Bon sens et expérience
Dans des récentes épidémies sociales comme le printemps arabe ou les deux révolutions ukrainiennes, des petits groupes connectés ont fini par faire tomber des régimes puissants. Cela n’a pas de sens que Hosni Moubarak et Viktor Ianoukovitch, qui contrôlent les médias et les grands organes de pouvoir, aient manqué d’influence ou même d’accès à des gens d’influence. Mais ils se sont retrouvés incapables d’arrêter les manifestations qui ont provoqué leur chute. Bien sûr, il est possible que les manifestants aient été dirigés par des personnes avec de rares dons sociaux et qui auraient trompé l’influence traditionnelle des dictateurs. Mais pourquoi ces dons les auraient-ils lâchés après coup ? En Egypte, les Frères musulmans, et non pas les manifestants libéraux ont gagné les élections. En Ukraine, le mouvement PORA! n’a pas évolué en un mouvement politique.
Le succès viral de Buzzfeed
Il y a peu de preuves que les stratégies d’influence, autre que les stars dans la publicité, soient viables. Mais tout n’est pas perdu.

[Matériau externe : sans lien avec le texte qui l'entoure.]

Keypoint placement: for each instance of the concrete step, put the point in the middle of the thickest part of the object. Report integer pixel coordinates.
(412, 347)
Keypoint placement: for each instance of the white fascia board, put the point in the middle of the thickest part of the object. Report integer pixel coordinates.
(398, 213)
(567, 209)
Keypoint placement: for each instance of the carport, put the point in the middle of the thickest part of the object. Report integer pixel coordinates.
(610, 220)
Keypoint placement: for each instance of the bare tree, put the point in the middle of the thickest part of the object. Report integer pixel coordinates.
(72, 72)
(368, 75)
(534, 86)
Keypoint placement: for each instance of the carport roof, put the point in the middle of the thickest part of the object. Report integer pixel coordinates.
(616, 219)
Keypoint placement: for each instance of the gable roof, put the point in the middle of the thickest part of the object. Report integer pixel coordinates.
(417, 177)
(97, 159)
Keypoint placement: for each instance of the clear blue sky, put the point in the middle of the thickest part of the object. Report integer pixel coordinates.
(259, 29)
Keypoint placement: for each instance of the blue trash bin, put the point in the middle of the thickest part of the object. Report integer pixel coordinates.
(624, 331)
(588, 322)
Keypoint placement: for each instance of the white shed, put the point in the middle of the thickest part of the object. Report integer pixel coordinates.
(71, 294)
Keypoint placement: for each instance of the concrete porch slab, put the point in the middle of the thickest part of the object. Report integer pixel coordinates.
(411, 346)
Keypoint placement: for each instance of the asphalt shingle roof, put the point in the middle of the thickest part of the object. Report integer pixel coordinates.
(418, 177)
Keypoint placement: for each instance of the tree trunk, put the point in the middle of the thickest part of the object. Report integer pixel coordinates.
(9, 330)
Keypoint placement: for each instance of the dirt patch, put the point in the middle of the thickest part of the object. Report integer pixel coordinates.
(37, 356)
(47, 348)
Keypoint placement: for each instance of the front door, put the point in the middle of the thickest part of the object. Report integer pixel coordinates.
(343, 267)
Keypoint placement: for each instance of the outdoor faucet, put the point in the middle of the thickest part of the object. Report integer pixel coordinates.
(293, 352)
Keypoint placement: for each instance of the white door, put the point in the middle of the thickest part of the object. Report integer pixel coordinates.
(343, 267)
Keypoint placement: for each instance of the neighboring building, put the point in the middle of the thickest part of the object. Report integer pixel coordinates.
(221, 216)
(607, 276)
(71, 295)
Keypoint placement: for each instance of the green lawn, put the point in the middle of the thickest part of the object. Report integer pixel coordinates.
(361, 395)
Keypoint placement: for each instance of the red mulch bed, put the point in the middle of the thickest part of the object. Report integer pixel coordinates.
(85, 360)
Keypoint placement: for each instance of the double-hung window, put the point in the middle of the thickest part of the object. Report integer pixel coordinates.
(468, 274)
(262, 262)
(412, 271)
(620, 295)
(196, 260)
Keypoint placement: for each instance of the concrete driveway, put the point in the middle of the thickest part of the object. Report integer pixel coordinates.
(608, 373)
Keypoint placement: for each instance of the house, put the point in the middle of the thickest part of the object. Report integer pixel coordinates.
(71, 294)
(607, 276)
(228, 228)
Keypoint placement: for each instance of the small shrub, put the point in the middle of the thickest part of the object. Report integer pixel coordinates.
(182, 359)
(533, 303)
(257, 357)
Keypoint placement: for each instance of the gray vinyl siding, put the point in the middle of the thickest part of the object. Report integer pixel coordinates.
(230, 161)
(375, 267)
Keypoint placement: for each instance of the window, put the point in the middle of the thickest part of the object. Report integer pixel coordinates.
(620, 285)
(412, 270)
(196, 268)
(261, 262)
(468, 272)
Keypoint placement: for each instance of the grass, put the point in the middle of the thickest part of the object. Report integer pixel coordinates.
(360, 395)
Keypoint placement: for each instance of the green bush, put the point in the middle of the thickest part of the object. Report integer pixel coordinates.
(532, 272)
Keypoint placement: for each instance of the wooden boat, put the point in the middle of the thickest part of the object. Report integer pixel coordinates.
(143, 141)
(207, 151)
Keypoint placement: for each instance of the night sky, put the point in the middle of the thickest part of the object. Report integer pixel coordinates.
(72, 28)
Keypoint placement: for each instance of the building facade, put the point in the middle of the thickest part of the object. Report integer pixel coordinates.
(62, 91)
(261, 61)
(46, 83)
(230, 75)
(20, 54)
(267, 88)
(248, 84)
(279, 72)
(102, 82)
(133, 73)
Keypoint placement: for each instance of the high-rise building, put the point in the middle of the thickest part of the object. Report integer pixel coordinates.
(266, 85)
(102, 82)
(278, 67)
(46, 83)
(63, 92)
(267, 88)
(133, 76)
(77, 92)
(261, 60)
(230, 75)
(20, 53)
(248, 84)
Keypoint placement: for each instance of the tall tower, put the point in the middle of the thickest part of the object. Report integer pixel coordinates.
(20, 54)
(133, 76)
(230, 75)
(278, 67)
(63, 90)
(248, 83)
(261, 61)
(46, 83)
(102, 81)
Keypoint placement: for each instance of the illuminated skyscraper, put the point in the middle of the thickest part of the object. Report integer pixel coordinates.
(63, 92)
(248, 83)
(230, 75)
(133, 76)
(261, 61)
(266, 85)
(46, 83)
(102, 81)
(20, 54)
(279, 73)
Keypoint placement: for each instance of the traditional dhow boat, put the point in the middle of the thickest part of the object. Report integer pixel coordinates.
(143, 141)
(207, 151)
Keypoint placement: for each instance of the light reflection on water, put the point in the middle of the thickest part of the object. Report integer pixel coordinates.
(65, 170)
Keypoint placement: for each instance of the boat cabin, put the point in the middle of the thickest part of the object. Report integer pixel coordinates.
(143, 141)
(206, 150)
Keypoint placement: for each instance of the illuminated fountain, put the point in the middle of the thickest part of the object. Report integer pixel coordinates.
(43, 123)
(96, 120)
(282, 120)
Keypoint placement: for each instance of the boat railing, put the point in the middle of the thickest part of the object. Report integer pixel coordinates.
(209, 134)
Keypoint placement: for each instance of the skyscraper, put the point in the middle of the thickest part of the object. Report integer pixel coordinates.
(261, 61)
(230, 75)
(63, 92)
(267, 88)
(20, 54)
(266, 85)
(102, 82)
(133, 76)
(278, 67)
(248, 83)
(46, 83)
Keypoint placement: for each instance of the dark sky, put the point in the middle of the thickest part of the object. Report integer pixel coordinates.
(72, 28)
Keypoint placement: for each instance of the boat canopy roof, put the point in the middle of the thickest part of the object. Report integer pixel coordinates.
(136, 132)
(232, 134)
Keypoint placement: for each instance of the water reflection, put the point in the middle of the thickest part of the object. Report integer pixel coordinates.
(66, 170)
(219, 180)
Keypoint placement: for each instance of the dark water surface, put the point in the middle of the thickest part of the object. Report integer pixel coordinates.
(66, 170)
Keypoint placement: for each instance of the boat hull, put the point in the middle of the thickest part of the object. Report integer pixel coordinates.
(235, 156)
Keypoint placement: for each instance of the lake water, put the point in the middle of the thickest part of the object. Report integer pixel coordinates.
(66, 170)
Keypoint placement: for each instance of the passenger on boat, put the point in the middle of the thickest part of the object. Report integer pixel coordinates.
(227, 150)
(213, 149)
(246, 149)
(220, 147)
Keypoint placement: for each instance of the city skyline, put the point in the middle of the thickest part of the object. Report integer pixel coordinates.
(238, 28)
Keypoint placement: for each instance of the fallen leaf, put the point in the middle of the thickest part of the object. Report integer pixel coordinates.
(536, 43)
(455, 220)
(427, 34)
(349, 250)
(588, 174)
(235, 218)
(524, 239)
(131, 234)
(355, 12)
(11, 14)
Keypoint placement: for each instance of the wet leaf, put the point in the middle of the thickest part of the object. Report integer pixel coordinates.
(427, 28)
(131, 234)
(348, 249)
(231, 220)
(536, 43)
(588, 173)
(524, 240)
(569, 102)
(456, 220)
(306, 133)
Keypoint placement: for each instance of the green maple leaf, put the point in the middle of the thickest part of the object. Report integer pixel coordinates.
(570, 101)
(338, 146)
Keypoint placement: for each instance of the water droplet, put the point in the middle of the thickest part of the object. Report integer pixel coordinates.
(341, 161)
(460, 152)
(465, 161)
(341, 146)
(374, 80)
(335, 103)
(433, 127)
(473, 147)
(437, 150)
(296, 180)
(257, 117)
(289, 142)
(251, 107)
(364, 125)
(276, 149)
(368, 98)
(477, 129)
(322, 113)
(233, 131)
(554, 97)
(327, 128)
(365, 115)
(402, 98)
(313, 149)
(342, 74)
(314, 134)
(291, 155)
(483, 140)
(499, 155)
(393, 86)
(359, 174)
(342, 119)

En 2001, Jonah Peretti a échangé avec Nike un e-mail devenu viral sur la Toile. Cela l’a fasciné et un an plus tard, il rencontra Duncan Watts lors d’une conférence. Ce fut le début d’une amitié puis d’une collaboration. Ensemble ils ont créé de nombreux projets, tous ont marché : les bons résultats ont été publiés dans la Harvard Business Review. Leur approche, appelée « big seed marketing », ne s’appuie pas sur un petit nombre de personnes spéciales, mais plutôt sur le pouvoir d’un grand nombre de gens ordinaire.
En s’adressant à une audience de masse et en les encourageant à partager, vous avez plus de chances que la chaîne virale prenne forme. Même si ce n’est pas le cas, vous augmentez les performances de toute façon. Jonah Peretti a continué en co-fondant le Huffington Post, qui a été vendu à AOL pour plus de 250 millions d’euros en 2011. Sa deuxième entreprise, Buzzfeed, est aujourd’hui évaluée à plus de 700 millions d’euros. Dans une récente interview accordée à Felix Salmon, il ne crédite pas les influenceurs mais bien « une constellation de choses connectées » pour expliquer la viralité de son contenu.